Unfortunately, it often seems that when students walk into our classrooms their brains are set on the lowest possible setting. One reason students may not feel compelled to prepare (or be in the proper mindset for learning) is that they don't mind being shortchanged. In our consumer-driven society, where more is supposedly better, education is the one area where people are content to settle for less. Want to make a class happy? Let them out early.
Are there some things we can do to get our students to read the assignment, come to class ready to participate, and be responsible learners? Absolutely! Not only are there things we could be doing, we should be doing them, according to Marcia Magolda in her article "Helping Students Make Their Way to Adulthood: Good Company for the Journey" (2002). Magolda believes that instructors are in a unique position to help students learn two important lessons: (a) to be less dependent on external authorities, and (b) to take ownership and responsibility for their own lives.
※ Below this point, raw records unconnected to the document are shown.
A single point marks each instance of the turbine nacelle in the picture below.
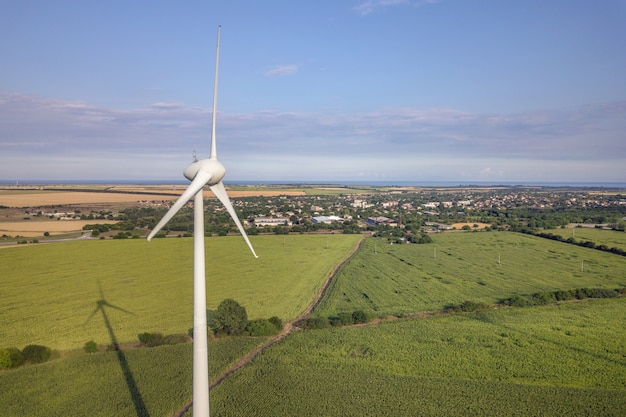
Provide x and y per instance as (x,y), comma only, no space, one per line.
(211,166)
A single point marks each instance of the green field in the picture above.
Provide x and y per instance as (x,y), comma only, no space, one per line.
(549,361)
(610,238)
(483,266)
(50,292)
(567,359)
(139,382)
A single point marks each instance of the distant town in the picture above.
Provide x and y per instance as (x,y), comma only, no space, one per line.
(400,214)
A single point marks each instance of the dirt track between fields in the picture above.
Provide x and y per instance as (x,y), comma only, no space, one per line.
(287,330)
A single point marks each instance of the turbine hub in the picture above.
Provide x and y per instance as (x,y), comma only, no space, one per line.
(212,166)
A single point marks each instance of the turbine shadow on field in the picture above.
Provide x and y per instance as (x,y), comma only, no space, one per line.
(101,305)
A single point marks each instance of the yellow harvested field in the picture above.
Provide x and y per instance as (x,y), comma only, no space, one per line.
(471,225)
(38,228)
(54,198)
(258,193)
(59,198)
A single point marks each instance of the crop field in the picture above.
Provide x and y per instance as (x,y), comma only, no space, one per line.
(483,267)
(139,382)
(55,294)
(610,238)
(35,198)
(549,361)
(567,359)
(39,227)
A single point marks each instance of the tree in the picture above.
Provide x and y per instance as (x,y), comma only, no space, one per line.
(231,317)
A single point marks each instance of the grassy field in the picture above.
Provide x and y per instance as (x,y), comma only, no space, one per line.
(483,267)
(610,238)
(553,361)
(51,292)
(133,383)
(549,361)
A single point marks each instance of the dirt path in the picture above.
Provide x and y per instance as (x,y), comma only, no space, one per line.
(287,330)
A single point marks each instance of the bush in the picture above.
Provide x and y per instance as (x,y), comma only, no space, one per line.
(176,339)
(5,359)
(230,317)
(36,353)
(90,347)
(520,301)
(543,298)
(360,316)
(277,322)
(261,327)
(468,306)
(313,323)
(151,339)
(346,318)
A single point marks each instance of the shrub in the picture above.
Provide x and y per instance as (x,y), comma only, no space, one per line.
(346,318)
(313,323)
(90,347)
(603,293)
(5,359)
(360,316)
(277,322)
(543,298)
(520,301)
(36,353)
(261,327)
(230,317)
(151,339)
(469,306)
(176,339)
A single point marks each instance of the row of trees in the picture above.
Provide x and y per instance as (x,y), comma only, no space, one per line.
(573,241)
(231,319)
(13,357)
(541,298)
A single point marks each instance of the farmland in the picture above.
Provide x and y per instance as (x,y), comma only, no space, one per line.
(609,238)
(51,290)
(139,382)
(482,267)
(565,359)
(547,361)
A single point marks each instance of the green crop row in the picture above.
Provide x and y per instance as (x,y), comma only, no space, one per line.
(58,294)
(137,382)
(608,238)
(484,267)
(549,361)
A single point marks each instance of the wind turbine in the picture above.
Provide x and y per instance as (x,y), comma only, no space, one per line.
(202,172)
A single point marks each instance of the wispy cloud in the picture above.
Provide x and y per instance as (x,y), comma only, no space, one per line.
(281,70)
(372,6)
(76,139)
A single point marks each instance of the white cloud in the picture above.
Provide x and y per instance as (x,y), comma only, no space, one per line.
(48,138)
(280,70)
(372,6)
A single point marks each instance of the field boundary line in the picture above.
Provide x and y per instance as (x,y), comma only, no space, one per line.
(287,329)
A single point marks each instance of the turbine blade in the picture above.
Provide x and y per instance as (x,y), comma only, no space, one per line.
(220,192)
(199,181)
(217,61)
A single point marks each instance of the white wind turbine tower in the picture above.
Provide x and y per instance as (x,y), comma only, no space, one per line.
(202,172)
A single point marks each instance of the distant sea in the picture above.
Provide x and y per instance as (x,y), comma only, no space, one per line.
(380,183)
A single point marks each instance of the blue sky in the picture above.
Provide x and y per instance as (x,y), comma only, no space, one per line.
(329,90)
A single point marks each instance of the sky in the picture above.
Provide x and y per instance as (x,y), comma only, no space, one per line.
(324,90)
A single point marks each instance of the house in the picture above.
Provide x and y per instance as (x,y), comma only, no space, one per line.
(270,221)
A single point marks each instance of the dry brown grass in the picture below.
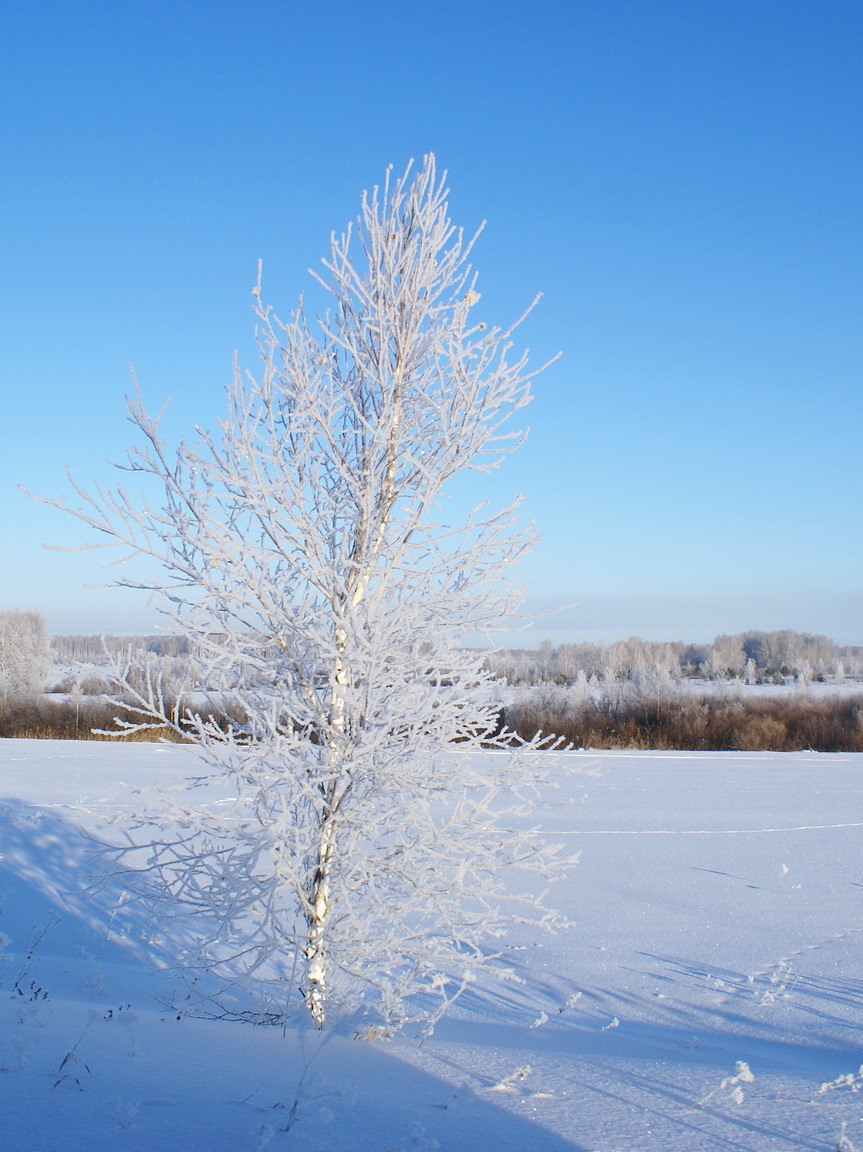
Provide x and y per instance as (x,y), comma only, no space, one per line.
(91,718)
(702,722)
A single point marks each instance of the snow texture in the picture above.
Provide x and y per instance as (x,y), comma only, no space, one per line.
(708,997)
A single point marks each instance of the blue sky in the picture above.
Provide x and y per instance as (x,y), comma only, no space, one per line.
(681,180)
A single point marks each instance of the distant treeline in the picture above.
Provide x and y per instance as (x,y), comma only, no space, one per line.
(95,648)
(755,657)
(651,717)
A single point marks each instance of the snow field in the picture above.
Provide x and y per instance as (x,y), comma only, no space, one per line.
(711,982)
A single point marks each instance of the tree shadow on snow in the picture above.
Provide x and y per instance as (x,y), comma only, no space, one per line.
(61,901)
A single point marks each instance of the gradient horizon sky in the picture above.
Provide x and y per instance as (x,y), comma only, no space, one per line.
(682,181)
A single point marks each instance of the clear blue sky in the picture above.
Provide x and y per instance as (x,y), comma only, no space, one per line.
(681,180)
So, whose responsibility is it for learning to occur in the classroom? The responsibility belongs to both the instructor and the students. Responsibility can (and should) shift, depending on the time in the semester and the level of the students. Faculty working with freshmen may take more of the responsibility for learning to occur than faculty working with seniors or graduate students.
Likewise, instructors may take more of the responsibility at the beginning of the semester. As the class progresses, they can slowly relinquish control and prepare their students to take over, so that by the end of the semester, the students are shouldering most of the responsibility.
By teaching responsibility, we not only enhance learning and raise the level of our classrooms, but we help produce responsible citizens and productive members of society.